New urinary biomarkers could help monitor potential abuse of emerging synthetic cannabinoids

A team of scientists from the National University of Singapore (NUS) has successfully identified the urinary biomarkers of an emerging subclass of synthetic cannabinoids, called OXIZID, to monitor potential abuse. OXIZIDs were the new synthetic cannabinoids identified in Singapore in 2021.

In the past decade, the abuse of new psychoactive substances, particularly synthetic cannabinoids, has posed a significant risk to public health. The emergence of these synthetic cannabinoids has also posed a challenge to drug policy. Although governments have imposed legislative bans on these substances, illicit manufacturers have produced novel synthetic cannabinoids to evade forensic detection. One of these is OXIZID, which has a unique molecular scaffold and is unregulated by existing laws which results in potential abuse.

Synthetic cannabinoid consumption is often identified via the detection of biomarkers in urine. These biomarkers are often metabolites of the original synthetic cannabinoid consumed, as these cannabinoids are known for their rapid and extensive metabolism in the human body. Little is known about the metabolite profiles of OXIZID, and their associated biomarkers have not been established yet. This poses a challenge to forensic toxicologists in their attempts to identify OXIZID abusers.

A research team led by Professor Eric Chan from the NUS Department of Pharmacy has collaborated with the Analytical Toxicology Laboratory of Singapore's Health Sciences Authority (HSA) to investigate the key metabolic properties and identify urinary biomarkers of four OXIZID analogs, specifically BZO-HEXOXIZID, BZO-POXIZID, 5F-BZO-POXIZID and BZO-CHMOXIZID. These analogs were selected as they were identified both in Singapore and worldwide.

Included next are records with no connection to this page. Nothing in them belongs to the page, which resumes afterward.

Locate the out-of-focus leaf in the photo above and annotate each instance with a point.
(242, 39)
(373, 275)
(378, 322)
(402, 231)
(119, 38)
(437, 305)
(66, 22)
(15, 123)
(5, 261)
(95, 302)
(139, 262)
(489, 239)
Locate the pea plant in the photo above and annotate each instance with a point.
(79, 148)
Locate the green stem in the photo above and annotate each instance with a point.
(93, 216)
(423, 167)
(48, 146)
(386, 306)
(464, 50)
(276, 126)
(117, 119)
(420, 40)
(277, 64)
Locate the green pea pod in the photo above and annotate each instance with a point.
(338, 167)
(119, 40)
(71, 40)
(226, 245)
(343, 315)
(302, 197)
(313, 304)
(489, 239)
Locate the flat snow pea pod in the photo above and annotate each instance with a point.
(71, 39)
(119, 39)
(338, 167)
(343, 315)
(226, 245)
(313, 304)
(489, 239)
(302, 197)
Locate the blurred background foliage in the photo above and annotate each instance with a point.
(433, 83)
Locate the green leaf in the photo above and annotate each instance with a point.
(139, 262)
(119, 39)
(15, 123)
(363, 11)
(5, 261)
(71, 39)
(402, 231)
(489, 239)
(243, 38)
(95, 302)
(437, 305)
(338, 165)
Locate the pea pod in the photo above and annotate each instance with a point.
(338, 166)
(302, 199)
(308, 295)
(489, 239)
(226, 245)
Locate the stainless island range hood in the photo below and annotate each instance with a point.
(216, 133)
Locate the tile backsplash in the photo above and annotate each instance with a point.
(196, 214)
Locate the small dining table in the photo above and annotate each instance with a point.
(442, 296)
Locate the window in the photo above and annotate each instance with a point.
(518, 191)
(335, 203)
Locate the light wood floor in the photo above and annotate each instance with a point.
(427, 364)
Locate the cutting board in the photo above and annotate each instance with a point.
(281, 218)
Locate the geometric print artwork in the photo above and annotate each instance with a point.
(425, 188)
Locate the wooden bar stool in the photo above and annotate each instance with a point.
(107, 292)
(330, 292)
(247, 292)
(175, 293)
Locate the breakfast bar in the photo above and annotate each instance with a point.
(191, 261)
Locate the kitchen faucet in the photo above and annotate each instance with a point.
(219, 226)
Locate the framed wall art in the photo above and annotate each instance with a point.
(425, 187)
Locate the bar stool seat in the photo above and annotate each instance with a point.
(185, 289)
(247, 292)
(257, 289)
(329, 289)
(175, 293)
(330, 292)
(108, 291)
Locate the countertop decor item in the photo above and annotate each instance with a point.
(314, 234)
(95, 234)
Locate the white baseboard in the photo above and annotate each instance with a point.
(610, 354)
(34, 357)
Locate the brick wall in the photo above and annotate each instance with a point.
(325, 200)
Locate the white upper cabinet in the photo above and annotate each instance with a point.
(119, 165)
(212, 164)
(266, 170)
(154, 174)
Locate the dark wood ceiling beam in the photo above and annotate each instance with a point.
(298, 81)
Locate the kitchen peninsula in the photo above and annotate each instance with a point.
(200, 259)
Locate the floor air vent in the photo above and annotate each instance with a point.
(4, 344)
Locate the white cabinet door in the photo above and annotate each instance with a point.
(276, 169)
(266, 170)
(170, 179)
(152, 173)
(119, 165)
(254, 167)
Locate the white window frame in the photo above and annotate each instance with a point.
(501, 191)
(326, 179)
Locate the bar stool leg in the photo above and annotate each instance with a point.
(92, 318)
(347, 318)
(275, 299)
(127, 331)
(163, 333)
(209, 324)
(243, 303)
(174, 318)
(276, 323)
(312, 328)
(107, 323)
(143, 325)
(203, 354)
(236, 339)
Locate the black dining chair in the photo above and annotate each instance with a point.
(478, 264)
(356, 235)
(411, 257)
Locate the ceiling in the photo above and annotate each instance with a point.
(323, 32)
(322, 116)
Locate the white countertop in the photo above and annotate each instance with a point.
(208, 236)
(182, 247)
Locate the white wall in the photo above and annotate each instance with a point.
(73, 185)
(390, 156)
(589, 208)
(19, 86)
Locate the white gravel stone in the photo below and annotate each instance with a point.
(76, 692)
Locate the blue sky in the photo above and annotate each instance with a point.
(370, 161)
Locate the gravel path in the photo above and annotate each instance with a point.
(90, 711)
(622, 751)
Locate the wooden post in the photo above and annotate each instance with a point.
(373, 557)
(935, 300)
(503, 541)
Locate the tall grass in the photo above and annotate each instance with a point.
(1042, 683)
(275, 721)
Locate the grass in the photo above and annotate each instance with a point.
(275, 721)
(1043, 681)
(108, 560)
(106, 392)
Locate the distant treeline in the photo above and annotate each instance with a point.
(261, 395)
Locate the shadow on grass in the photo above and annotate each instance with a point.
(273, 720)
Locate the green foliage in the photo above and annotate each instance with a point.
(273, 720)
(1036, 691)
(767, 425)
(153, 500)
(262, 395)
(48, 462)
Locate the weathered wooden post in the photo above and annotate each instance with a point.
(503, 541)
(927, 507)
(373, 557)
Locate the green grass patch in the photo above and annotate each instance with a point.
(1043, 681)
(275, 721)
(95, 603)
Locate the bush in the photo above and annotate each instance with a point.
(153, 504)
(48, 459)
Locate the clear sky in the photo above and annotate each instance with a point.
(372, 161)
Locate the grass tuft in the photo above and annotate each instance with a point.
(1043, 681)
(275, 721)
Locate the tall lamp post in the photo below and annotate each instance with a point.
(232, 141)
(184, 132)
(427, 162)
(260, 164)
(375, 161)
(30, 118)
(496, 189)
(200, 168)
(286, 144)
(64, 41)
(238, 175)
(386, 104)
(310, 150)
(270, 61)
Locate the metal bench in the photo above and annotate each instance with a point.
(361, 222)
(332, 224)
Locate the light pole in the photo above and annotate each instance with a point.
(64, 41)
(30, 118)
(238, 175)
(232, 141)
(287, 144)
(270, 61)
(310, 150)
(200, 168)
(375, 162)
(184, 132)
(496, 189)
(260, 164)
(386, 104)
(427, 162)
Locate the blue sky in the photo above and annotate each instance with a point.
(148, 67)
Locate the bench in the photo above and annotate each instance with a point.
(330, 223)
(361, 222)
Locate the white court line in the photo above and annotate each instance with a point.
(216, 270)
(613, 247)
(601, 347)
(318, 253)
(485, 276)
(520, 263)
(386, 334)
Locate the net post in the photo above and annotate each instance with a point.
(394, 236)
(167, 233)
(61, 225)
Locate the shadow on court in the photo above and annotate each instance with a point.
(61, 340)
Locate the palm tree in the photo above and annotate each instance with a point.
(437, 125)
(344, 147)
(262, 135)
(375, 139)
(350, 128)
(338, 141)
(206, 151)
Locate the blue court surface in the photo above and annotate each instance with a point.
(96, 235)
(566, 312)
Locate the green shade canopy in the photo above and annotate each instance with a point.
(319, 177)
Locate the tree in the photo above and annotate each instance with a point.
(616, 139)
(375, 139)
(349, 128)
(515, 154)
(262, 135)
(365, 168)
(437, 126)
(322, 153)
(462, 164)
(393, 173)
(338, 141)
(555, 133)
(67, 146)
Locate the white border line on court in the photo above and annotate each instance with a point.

The team built on their previously developed research methodology, which couples in vitro biosynthesis of OXIZID metabolites with a comparison and analysis of anonymized urine samples from suspected drug users.

Their findings were published in Clinical Chemistry on 30 September 2022.

Identifying metabolites to detect OXIZID consumption

In order to identify the specific metabolites suitable for detecting consumption of the OXIZID analogs, the team started by identifying 12-16 major metabolites of each of the four OXIZID analogs. They then narrowed down the selection to three metabolites which could serve as reference urinary biomarkers to detect OXIZID consumption. The metabolites were identified due to them being unique markers found in high abundance in urine samples following OXIZID consumption.

The identification of the three new metabolites will facilitate work by drug enforcement agencies worldwide in monitoring OXIZID abuse. In addition, the NUS team has also determined critical enzymes responsible for major metabolic pathways involved in the rapid metabolism of OXIZIDs. These findings can facilitate the greater understanding of the toxicological implications of OXIZID consumption. This could help predict metabolite profiles of new synthetic cannabinoids with similar core structure as well as drug interactions between OXIZIDs and other illicit drugs or medications.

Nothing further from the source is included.